Schwub, kam eine Durchsage und die Herren und Damen der Staatsgewalt mussten selber zum Ort des Geschehens. Wie praktisch, wir mussten nicht mehr suchen, sondern ihnen nur hinterher laufen.

Dort angekommen, waren bereits ein Haufen Demonstranten eingekesselt. Nervös wie Schwein stand ich da, gab noch gerade an unsere Presse weiter, was kurz zuvor geschehen ist und suchte dann Peter. Ich drehte mich von der Demo weg und schaute (direkt an den Kessel angrenzend, aber auf der freien Seite) nach Peter. Und etwas um mich rum. Auf einmal, nicht gewusst wie geschehen, stand ich IM Kessel!!!

Na, sehr nett, danke dafür!

Aber ich sah Peter außerhalb und habe nach Ihm gerufen. Er kam auf die andere Seite des staatlichen unsichtbaren Vorhangs und ich sagte: „ Kann ich mal durch??“
Polizei:“ Nein!“
Ich:„ wieso das denn jetzt??? „
Polizei:„ Sie sind optisch der Demonstration zu zuordnen!“

Bitte WAS???? Ich bin unfreiwillig im Kessel gelandet und darf dann nicht mal mehr raus??? Geht’s denn noch??

Ich ignorierte die Polizei und sagte zu Peter: “Hier ist keine Mauer, kein Zaun, nicht einmal eine Linie. Was meinst Du, was geschieht, wenn ich jetzt einfach durchgehe???“
Daraufhin der Polizist : „Na, dann gehen Sie jetzt raus“, patzig wie ein kleines Kind, das jetzt das Spielzeug teilen muss. Als die Lücke sich öffnete, wollte Peter dann aber lieber rein.
Polizist:„ Dann gehen sie jetzt aber auch raus!“

Ich:„ Nö, danke, jetzt ist er ja drin.“

Da waren wir nun im Kessel, gemeinsam mit alten Frauen, Kindern, Kleinkindern. Ich fragte die Polizei noch, warum sie denken, dass es gerechtfertigt sei, uns einzukesseln und zu verbieten. Daraufhin meinte eine Beamtin, dass wir gewaltbereit wären und dass das ja nicht ginge. In dem Moment wackelte gerade ein kleines süßes Kind an mir vorbei.
“Das meinen Sie mit Gewalt??? Kleine Pampersrocker mit Schnuller?? Die einzigen Indizien für Gewalt sehe ich an Ihrer Ausrüstung (Schlagstock, Tränengas, Pistole)…” … und da flogen Seifenblasen, auf sie zu. Entstanden in der Demonstranten-Ecke!!!

Es war wirklich ein sehr kroteskes Bild.
Ich wollte mir die Sache mal von oben anschauen. Was ich sah, waren viele Menschen, die ruhig dastanden, Grundgesetze hoch hielten, Musiker, Kinder, alte Menschen, umzingelt von einem schwarzen Ring aus Polizisten. Sie schauten immer zu ganz böse drein, während Ihnen die Seifenblasen um die Ohren flogen.
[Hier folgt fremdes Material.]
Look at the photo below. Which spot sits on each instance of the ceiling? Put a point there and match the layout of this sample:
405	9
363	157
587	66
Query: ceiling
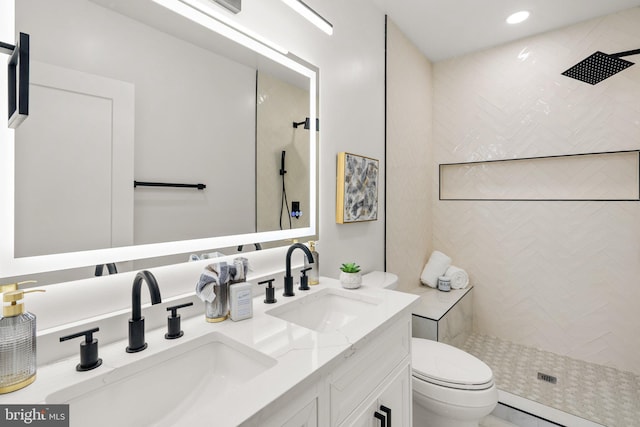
443	29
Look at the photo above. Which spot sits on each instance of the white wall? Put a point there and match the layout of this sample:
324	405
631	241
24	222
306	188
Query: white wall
561	276
194	115
351	64
409	151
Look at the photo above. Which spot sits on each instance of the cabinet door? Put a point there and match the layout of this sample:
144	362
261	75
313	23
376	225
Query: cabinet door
391	407
306	417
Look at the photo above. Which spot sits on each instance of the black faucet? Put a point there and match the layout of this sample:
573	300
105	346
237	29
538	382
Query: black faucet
136	323
288	280
111	268
257	245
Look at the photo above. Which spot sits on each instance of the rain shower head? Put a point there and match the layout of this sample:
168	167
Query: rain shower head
306	123
600	66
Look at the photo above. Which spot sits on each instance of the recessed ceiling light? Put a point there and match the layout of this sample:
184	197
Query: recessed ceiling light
518	17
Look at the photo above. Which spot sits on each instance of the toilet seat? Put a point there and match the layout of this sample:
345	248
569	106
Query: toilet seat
446	366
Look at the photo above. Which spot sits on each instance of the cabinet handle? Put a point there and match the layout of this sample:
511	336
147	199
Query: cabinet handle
388	412
382	418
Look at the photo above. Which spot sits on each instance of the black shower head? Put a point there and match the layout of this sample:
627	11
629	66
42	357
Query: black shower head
599	66
306	123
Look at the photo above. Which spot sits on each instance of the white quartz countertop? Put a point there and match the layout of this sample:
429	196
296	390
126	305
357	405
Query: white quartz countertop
299	355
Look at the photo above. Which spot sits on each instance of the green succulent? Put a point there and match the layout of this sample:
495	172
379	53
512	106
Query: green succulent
351	267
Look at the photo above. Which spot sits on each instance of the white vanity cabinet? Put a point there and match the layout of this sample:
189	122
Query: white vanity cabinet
390	404
375	371
364	377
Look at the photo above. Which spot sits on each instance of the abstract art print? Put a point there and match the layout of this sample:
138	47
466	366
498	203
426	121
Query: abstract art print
357	188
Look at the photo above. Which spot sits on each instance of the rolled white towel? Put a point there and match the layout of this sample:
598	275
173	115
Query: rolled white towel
459	277
436	267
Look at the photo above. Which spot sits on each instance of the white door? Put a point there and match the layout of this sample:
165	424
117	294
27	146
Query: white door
74	163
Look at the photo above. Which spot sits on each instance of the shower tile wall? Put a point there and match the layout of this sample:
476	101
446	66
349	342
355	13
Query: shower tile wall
560	276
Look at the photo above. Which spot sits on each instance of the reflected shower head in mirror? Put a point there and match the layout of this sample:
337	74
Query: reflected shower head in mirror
306	123
600	66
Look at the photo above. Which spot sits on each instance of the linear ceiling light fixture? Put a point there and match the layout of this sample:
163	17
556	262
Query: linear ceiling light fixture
311	15
217	21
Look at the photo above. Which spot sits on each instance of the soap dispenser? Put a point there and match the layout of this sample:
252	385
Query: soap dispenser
17	343
314	268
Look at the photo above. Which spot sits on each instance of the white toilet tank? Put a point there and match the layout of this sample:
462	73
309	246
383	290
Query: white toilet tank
380	279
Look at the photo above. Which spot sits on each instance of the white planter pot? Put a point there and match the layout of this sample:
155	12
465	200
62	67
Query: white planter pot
350	280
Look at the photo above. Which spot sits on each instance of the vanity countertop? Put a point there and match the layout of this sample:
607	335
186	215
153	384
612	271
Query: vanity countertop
299	354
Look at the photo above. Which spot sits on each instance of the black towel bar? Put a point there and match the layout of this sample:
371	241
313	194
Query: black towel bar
166	184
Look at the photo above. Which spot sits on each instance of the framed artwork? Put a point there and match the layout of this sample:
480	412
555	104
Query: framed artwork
357	188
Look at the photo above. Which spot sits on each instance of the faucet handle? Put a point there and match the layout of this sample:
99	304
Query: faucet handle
88	350
304	279
173	322
270	297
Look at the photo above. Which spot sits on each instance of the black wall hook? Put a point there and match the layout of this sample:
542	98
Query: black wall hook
307	124
18	81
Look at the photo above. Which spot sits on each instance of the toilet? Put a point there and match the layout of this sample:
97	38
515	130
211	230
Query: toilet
451	388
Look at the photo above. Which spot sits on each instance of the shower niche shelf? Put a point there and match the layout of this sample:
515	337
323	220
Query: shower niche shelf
604	177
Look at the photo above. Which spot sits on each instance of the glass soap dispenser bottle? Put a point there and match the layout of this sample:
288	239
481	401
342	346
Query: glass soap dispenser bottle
17	343
314	273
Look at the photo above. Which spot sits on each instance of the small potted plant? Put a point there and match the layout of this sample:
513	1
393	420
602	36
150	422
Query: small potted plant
350	276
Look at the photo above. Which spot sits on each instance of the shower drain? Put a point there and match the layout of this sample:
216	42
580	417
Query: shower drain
548	378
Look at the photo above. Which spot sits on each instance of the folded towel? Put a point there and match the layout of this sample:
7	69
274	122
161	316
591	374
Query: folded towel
213	274
436	267
238	271
459	277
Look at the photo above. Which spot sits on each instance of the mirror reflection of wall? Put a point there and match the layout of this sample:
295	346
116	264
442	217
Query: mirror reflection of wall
192	120
279	105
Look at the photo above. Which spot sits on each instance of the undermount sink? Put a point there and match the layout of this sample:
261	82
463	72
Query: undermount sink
327	310
162	388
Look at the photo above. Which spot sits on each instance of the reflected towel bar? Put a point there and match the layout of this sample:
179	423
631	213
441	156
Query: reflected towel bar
166	184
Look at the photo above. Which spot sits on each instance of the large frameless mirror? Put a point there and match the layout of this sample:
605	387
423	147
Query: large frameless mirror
153	130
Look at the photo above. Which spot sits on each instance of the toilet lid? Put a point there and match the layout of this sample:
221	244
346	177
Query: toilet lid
442	364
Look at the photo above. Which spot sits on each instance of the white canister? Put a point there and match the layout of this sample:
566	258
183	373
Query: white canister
444	283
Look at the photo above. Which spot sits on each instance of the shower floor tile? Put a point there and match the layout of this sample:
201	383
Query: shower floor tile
597	393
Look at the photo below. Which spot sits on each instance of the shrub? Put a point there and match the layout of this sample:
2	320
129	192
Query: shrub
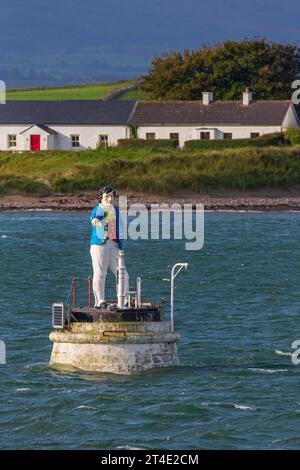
293	135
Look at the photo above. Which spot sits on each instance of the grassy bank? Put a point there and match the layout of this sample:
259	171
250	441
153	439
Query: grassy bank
79	92
162	171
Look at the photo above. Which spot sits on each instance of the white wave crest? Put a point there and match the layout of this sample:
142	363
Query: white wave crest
268	371
243	407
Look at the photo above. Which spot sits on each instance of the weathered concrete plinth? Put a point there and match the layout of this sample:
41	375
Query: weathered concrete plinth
119	348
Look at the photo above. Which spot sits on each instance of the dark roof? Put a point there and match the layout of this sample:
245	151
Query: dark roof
66	112
41	126
267	112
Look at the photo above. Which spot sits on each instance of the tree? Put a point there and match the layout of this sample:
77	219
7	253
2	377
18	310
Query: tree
226	69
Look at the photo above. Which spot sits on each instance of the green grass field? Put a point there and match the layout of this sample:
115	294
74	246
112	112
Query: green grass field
81	92
160	171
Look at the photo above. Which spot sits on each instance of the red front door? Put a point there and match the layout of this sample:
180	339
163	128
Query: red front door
35	142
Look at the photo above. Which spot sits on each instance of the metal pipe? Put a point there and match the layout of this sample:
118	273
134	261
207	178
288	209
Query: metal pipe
138	292
121	279
74	292
90	291
174	273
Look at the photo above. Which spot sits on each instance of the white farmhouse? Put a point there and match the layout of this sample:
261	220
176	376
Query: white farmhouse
83	124
208	119
63	125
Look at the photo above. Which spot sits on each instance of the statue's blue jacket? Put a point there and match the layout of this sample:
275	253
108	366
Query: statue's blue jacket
99	234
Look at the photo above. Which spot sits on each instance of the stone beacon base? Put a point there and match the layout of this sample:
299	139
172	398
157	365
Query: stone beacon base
116	347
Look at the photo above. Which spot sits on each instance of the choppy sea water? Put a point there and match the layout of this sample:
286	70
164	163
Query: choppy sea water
237	309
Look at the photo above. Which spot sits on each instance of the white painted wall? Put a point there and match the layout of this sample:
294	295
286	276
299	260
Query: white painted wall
291	119
89	136
35	130
191	133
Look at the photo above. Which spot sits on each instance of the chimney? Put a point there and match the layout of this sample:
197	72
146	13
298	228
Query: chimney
247	97
207	97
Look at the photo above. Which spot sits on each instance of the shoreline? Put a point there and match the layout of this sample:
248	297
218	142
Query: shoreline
275	200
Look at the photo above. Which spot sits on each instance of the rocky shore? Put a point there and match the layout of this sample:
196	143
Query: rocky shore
271	200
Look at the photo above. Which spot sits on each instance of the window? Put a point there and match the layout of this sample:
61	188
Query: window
12	140
75	140
204	135
103	140
227	135
150	135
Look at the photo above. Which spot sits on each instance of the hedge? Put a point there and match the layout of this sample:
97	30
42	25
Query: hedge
218	144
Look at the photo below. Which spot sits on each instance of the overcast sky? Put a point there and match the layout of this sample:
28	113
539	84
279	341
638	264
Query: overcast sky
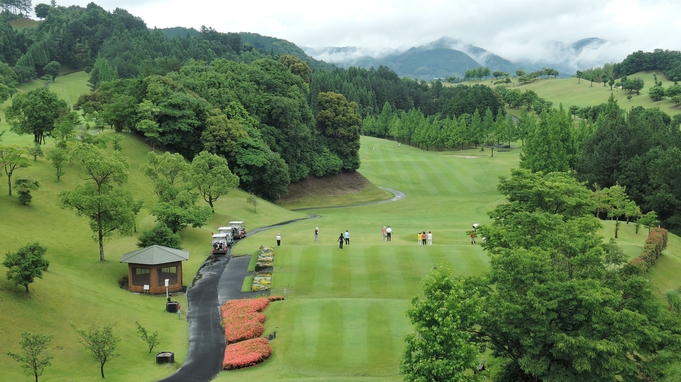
515	29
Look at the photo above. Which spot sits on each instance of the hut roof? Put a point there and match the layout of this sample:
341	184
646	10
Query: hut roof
155	254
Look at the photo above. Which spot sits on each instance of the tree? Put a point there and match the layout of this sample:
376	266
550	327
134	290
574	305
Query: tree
34	113
656	93
107	207
27	263
33	359
42	10
24	186
100	341
339	121
160	235
618	201
52	69
36	151
58	157
181	212
151	340
441	347
649	219
11	158
212	177
252	199
491	141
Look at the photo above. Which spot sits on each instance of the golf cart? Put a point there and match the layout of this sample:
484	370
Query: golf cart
220	246
238	229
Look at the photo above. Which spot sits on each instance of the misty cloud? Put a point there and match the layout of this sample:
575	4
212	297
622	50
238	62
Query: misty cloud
522	30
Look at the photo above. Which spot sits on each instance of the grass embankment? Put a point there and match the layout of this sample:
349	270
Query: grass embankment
344	318
570	91
80	289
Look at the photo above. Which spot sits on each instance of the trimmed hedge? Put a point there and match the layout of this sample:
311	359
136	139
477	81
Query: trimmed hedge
655	244
246	353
Nach einer Weile erfuhren wir, das Landtags- und Bundestagsabgeordnete freiwillig in Solidarität mit den Demonstranten im Kessel waren.

Immer mal wieder versuchte die Polizei, mit Lautsprechern etwas zu sagen. Unmöglich, denn zeitgleich ging ein Getöse seitens der Demonstranten los, dass es unmöglich machte, zu verstehen was gesagt wurde.

Ich stand da und dachte, das ist doch alles verrückt. Die Polizisten wussten nicht, warum sie da sind und die dies wussten, konnten es nicht nachvollziehen.

Und dann habe ich es mit Hilfe von Freunden aus dem Kessel geschafft, um nach Hause zu fahren. Bei der Bahn dann die Spitze der absoluten Absurdität.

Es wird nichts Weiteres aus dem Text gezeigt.